Background information
- Born: October 12, 1977 (age 48)
- Origin: Trenton, New Jersey, U.S.
- Genres: Psychedelic rock, Country rock, Jazz rock, Surf rock
- Occupation(s): Musician, composer
- Instrument(s): Guitar, Pedal steel guitar, Bass guitar, Vocals
- Website: www.scottmetzger.com

= Scott Metzger =

American guitarist

Scott Metzger (born October 12, 1977) is an American guitarist. His work touches on many styles including psychedelic rock, soul, country, jazz, and surf rock. His collaborations with other artists include Phil Lesh, Billy Martin, John Scofield, Branford Marsalis, John Medeski, Nels Cline, Joe Russo, John Mayer, Oteil Burbridge, Warren Haynes, Shooter Jennings, LaLa Brooks of The Crystals, Trixie Whitley, Nicole Atkins, Anders Osborne, Dean Ween, Russ Lawton, Ray Paczkowski, Mark Rechler's Circus Mind, Circles Around the Sun, the Stanton Moore trio, and Umphrey's McGee. Metzger is a full-time member of Joe Russo's Almost Dead since its inception in 2013; he also continues to play with other artists.

== Biography ==
Metzger was born in Trenton, New Jersey, and began playing guitar in his teens. He was raised in Lambertville, New Jersey, and attended the prestigious jazz program at William Paterson University.
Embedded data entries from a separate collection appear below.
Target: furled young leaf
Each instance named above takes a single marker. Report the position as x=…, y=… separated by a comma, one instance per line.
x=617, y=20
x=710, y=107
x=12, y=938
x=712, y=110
He has performed at music festivals worldwide, including the Montreux Jazz Festival, Newport Jazz Festival, Newport Folk Festival, the New Orleans Jazz & Heritage Festival, Bonaroo, as well as many of the most famous & historic venues in the world, including Carnegie Hall, The Fillmore in San Francisco, Ancienne Belgique (Brussels, Belgium), The Blue Note (New York), Ryman Auditorium, Red Rocks Amphitheatre, Fox Theatre Oakland, Lincoln Center, and the Capitol Theatre.